I’m having an issue where my area light is creating this hard shadow on these columns. The shadow seems to correlate with the angle of the area light. I don’t think it is a problem with the column because it also happens with a default cube object. If I switch to a point light the shadow issue seems go away. Could someone help me solve this issue?
Hi, this is happening because realtime or mixed area lights use a shadowmap projection which is essentially the same as spotlights. The shadowcasting geometry is right at the edge (penumbra) of the light’s influence, and will likely always receive a distorted portion of the shadowmap, which can result in unexpected results due to stretching of the map at these extreme angles not playing nicely with precision and biasing. Your nearplane is also very close to the light’s position, increasing that will get you some extra precision and better quality shadows generally.
Point lights do not suffer in the same way, because they actually use a 6-sided array of shadowmaps, to cover the cardinal axes of the light. Therefore, the geometry perpendicular to the light is receiving a shadowmap which is straight-on from the perspective of the source, which will yield nice crisp shadows. Incidentally, you should really try to avoid using realtime points for this reason as you’re effectively running 6 vertex shaders to render depth, for every point light, for every frame using this update method.

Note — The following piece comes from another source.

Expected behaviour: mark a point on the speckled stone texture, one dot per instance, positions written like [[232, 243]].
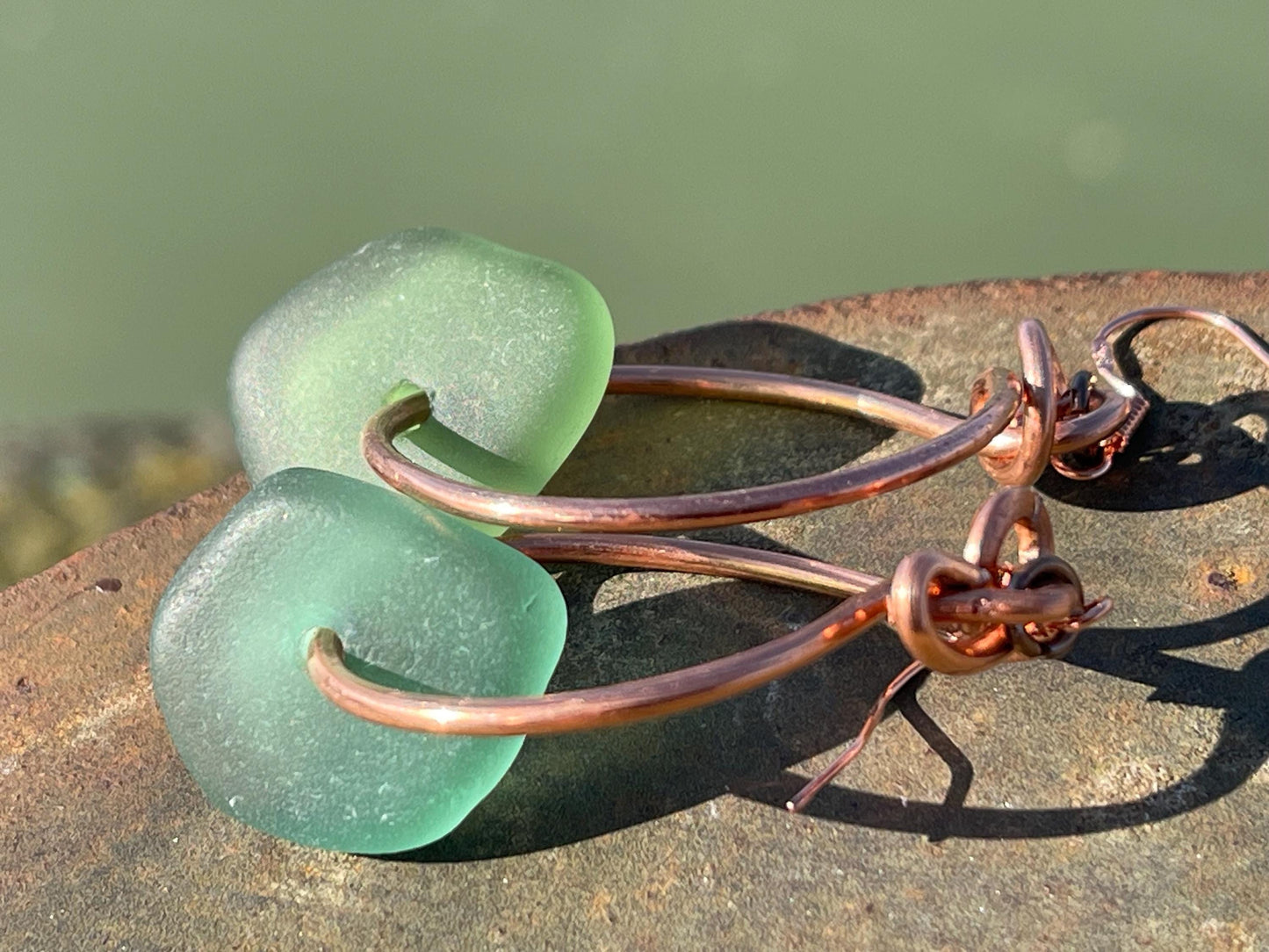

You could tweak the biasing to get slightly nicer results, but as the geometry it right at the edges of the room and unlikely to interact with characters, I’d maybe just use a baked light to light this part of the room and save my realtime shadow-casters for some spotlights with a much narrower cone. A diffuse area light like this would not actually cast a hard shadow to adjescent geometry anyhow. These lights naturally create very soft indirect shadows that would look more similar to AO or “blob” shadowing, so the hard shadows you are trying to create here are not appropriate.